A Passion for Peonies | Living the Country Life

A Passion for Peonies

Peonies are the quintessential cottage garden flower— they have big blooms with big fragrance, and they are beautiful without being boastful.
Rows of shrubby Paeonia ‘Sarah Bernhardt’ in bloom. Peonies make excellent landscape or garden plants.
Ants don't open the buds, they sip the sugary nectar and repel other insects.
Paeonia lactiflora ‘Cherry Hill’, one of the earliest to bloom in mid-May. Introduced in 1905 by Thurlow (United States).
Paeonia lactiflora ‘Duc de Wellington’, a midseason double introduced in 1905 by Calot (United States).
Paeonia lactiflora ‘Red Goddess’ introduced in 1905 by A. M. Brand (United States).

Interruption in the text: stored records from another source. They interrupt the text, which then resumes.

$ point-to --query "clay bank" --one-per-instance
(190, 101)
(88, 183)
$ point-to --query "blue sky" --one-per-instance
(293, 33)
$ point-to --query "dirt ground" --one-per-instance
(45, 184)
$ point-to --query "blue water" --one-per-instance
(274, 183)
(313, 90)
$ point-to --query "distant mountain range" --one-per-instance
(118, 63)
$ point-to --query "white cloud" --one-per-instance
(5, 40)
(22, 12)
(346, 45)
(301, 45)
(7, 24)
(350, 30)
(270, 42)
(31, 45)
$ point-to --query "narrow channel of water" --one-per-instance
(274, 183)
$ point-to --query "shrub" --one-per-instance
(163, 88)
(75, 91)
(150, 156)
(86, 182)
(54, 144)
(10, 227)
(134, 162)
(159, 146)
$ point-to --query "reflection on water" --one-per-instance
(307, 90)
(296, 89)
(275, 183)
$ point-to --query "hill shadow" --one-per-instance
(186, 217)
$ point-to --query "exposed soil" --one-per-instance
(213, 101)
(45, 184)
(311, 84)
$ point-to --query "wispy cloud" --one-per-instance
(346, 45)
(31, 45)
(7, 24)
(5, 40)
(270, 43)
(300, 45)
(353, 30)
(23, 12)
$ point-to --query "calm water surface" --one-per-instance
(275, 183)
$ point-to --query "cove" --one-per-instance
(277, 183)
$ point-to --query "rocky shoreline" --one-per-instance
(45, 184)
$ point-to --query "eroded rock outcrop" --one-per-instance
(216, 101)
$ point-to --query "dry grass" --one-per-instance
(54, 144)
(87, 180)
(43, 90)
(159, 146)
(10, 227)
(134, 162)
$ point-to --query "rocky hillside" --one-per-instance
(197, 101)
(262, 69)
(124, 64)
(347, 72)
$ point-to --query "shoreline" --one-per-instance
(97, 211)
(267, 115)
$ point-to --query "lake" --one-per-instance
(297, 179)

Nothing lends a touch of romance to the garden like herbaceous peonies. In late spring, they are the rock stars of the garden, taking center stage and flaunting their sumptuous flowers. Collecting them—with all the seemingly endless variations of white, pink, peach, and crimson blossoms—can easily get out of hand. The ruffled petal arrangement of the flower is compelling as well, ranging from single to semi-double, double, anemone, and Japanese varieties. Peonies flower abundantly, demand little attention, and make spectacular bouquets. Even after the blossoms are spent, the dark green foliage keeps its sturdy shrub-like presence and looks good all summer.

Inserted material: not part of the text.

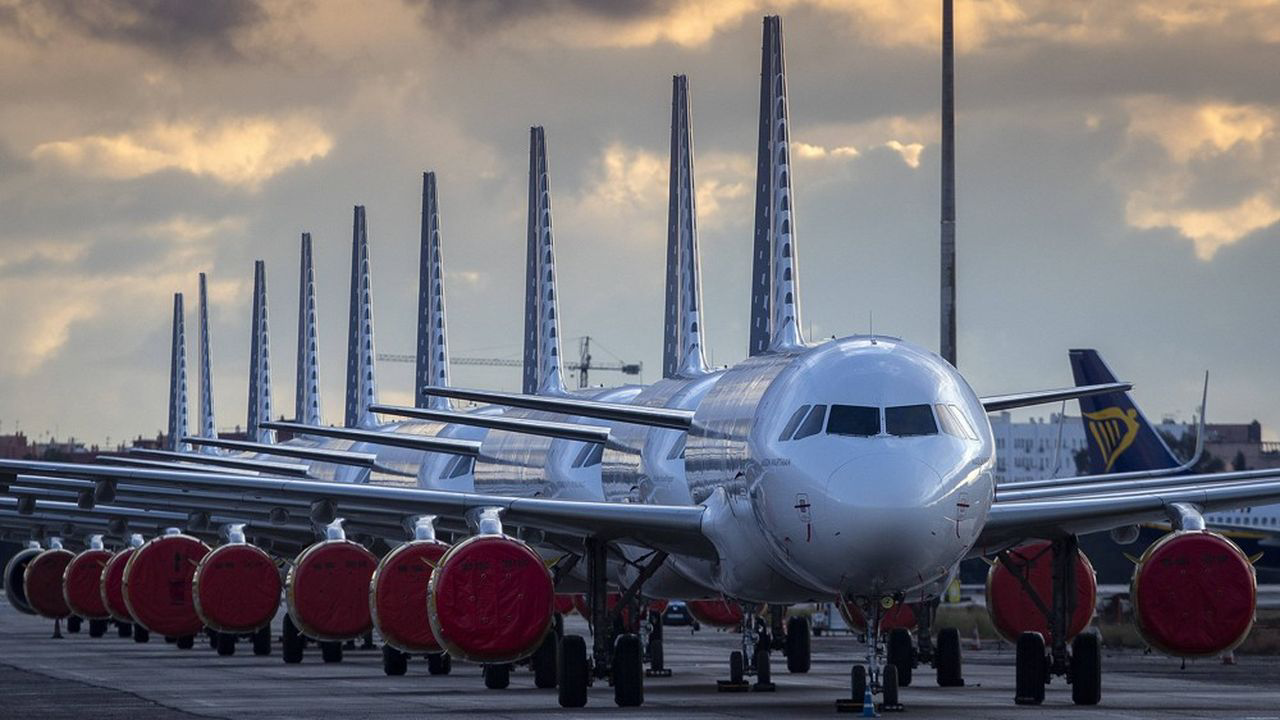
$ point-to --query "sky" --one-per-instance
(1118, 185)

From the onset in spring, the peony is quite the overachiever. Peony shoots, like alarming red missiles, rise from the ground with singular determination in April. Within a few weeks, a 3-foot-tall shrub has leafed out and is topped with marble-size buds that swell until they’re bursting at the seams with petals. Then—pop!—the yard is filled with fragrant bloom.

Ants and peonies

According to popular myth, ants open the blooms of peonies. This magical story of a mysterious insect-plant partnership is pure folklore according to Iowa State University entomologist Donald Lewis. “It is true that there is a special relationship between ants and peony buds. However, the relationship is the reverse of what the folktale claims,” Lewis says. “The peonies don’t need the ants, but the ants do take advantage of the peonies.” Peony buds have small nectar-producing glands on the scales that cover the buds. Ants sip the sugary nectar and at the same time repel other bugs from dining on the peony buds.

Plant at a Glance: Peony

Peonies offer gorgeous flowers and wonderful fragrance—and here’s the biggest plus: They are easy to grow. Plant them and forget them—until, of course, they pop into bloom. Then get your clippers ready for bouquets. Although peonies bloom just once, they look nice all season— like small green shrubs.

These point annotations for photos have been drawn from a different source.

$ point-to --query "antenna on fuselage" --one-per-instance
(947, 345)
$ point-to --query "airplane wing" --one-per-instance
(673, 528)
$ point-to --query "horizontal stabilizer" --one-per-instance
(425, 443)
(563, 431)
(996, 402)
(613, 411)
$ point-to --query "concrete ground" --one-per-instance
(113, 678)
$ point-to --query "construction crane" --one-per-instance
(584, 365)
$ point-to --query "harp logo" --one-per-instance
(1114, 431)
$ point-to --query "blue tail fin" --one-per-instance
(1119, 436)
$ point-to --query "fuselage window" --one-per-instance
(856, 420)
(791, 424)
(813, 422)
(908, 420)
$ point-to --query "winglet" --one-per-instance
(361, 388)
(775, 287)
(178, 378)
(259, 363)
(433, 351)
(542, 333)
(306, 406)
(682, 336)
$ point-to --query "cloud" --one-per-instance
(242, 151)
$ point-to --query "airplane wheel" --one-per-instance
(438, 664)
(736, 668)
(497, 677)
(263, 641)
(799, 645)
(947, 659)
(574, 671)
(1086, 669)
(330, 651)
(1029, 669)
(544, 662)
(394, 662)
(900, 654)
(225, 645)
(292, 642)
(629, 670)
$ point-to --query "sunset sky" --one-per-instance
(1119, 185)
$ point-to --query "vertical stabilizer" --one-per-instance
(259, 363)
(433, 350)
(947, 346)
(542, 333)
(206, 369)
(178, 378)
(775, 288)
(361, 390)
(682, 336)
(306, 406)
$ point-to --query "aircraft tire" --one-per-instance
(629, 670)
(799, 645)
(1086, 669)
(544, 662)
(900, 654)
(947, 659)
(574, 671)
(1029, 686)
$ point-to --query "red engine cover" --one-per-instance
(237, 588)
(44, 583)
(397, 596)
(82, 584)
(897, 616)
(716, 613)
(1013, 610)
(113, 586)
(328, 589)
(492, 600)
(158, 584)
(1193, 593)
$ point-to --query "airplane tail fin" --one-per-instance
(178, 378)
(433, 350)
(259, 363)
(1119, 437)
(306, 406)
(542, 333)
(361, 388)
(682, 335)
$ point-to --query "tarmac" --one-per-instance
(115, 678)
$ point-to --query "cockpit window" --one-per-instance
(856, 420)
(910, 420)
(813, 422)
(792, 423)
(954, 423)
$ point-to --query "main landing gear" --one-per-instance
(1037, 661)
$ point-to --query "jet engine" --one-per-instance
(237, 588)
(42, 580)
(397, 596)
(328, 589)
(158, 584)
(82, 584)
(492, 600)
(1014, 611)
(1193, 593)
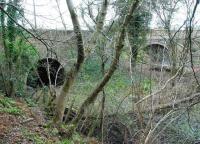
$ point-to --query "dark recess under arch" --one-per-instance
(39, 76)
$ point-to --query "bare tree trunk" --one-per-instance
(60, 103)
(118, 47)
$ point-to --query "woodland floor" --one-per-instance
(22, 124)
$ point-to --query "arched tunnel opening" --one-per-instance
(159, 54)
(48, 71)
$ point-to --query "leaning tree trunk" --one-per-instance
(60, 103)
(119, 45)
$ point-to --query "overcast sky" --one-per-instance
(48, 15)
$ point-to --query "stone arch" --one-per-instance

Where to plant: Peonies do best in full sun. Plant in USDA Zones 2–8.

When to plant: Fall is the best time to plant. You can plant them right up to the time the ground freezes.

How to plant: Soak bare roots in water for about six hours, then plant in a location with well-draining soil (not too wet). The “eyes” should be 2 inches below the soil surface.

Spacing: Allow 3–4 feet between each plant. 

Peony care: Apply fertilizer when spring foliage is about 6 inches tall. They’re heavy feeders, so try a top dressing of compost and fertilizing twice per year for established plants—once while dormant in late fall or winter and again at flowering time. Avoid high nitrogen fertilizers as they encourage lush foliage and discourage flowers. Make sure to keep fertilizers away from peony eyes to avoid damage to next season’s growth. Cut stems back to the ground in autumn after frost.

How to extend the bloom time: There are early- and later-blooming varieties. Plant some of each and enjoy flowers for several weeks.